Tour de France Le Britannique va remporter le Tour pour la quatrième fois après une édition serrée mais peu passionnante.

Il reste 103 kilomètres à couvrir, ce dimanche, entre Montgeron, là où le premier Tour de France avait démarré, il y a 114 ans, et les Champs Elysées.

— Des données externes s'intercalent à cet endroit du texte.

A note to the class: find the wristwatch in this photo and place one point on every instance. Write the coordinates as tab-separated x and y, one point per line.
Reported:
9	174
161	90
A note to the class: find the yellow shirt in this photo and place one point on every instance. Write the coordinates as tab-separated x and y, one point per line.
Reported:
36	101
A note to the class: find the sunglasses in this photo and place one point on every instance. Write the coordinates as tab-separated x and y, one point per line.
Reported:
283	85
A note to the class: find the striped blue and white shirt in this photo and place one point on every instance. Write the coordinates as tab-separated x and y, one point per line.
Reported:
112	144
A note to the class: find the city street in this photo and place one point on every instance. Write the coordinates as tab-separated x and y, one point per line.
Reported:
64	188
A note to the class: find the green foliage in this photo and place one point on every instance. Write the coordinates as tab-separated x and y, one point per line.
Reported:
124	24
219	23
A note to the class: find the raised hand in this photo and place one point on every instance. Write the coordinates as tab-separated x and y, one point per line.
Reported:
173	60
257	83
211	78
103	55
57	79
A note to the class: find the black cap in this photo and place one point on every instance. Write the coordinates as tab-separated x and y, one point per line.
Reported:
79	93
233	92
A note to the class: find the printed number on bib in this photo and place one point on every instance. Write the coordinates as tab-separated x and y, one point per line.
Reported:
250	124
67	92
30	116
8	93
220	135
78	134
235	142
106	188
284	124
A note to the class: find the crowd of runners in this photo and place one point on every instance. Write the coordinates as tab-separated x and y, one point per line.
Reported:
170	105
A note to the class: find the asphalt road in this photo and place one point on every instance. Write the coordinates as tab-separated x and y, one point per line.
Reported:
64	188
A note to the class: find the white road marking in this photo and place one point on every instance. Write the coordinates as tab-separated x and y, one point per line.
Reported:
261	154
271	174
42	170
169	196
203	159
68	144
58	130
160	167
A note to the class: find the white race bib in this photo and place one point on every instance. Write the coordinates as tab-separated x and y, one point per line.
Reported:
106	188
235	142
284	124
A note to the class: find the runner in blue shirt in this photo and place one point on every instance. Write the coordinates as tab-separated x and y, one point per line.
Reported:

Pourtant, on le sait, le 104e Tour de France de l’histoire est joué, plié, gagné pour Christopher Froome.

"Je viens de parler avec mon épouse et notre fils (au téléphone)", souriait le Britannique juste après son effort et sa descente du podium. "Ils sont occupés à voyager vers Paris (le couple vit à Monaco) et j’ai vraiment hâte d’être avec eux demain."

Sur cette édition, dont on ne se souviendra plus guère dans dix ou vingt ans, le Britannique a géré parfaitement son affaire, comme purent parfois le faire Jacques Anquetil ou Miguel Indurain qui écrasaient la course sur les chronos et suivaient leurs adversaires dans la montagne.

Froome a également dominé ses rivaux dans les deux chronos, celui de Düsseldorf, où il avait pris 51 secondes à Uran, et celui de Marseille où il aura ajouté 25 secondes à son crédit, ce qui fait 1:16. Or, au final, le Colombien sera devancé ce dimanche de 54 secondes.

Froome affirme que c’est parce que le tracé ne lui convenait pas cette année qu’il n’a guère survolé les débats comme cela avait pu être le cas par le passé. Il n’aura ainsi pu gagner la moindre étape tout au long des trois semaines et d’ailleurs, le coureur de Sky ne va remporter sa première victoire de la saison qu’au terme de ce Tour.

"Ce n’est pas important, ce qui comptait, c’était la quatrième victoire dans le Tour, c’est cela qui compte et me procure une sensation énorme, le reste n’est pas primordial", disait-il hier, alors qu’il était encore dans le stade de l’Olympique de Marseille. "Je ne suis pas frustré par cette situation, il n’y avait pas, dans le découpage de ce Tour, un jour, une étape, qui me permettait de gagner la course en dominant vraiment mes adversaires. Il a donc fallu se battre tous les jours, être attentif du début à la fin. Heureusement, pour cela, j’ai pu bénéficier de l’aide d’une super équipe, de tous mes équipiers."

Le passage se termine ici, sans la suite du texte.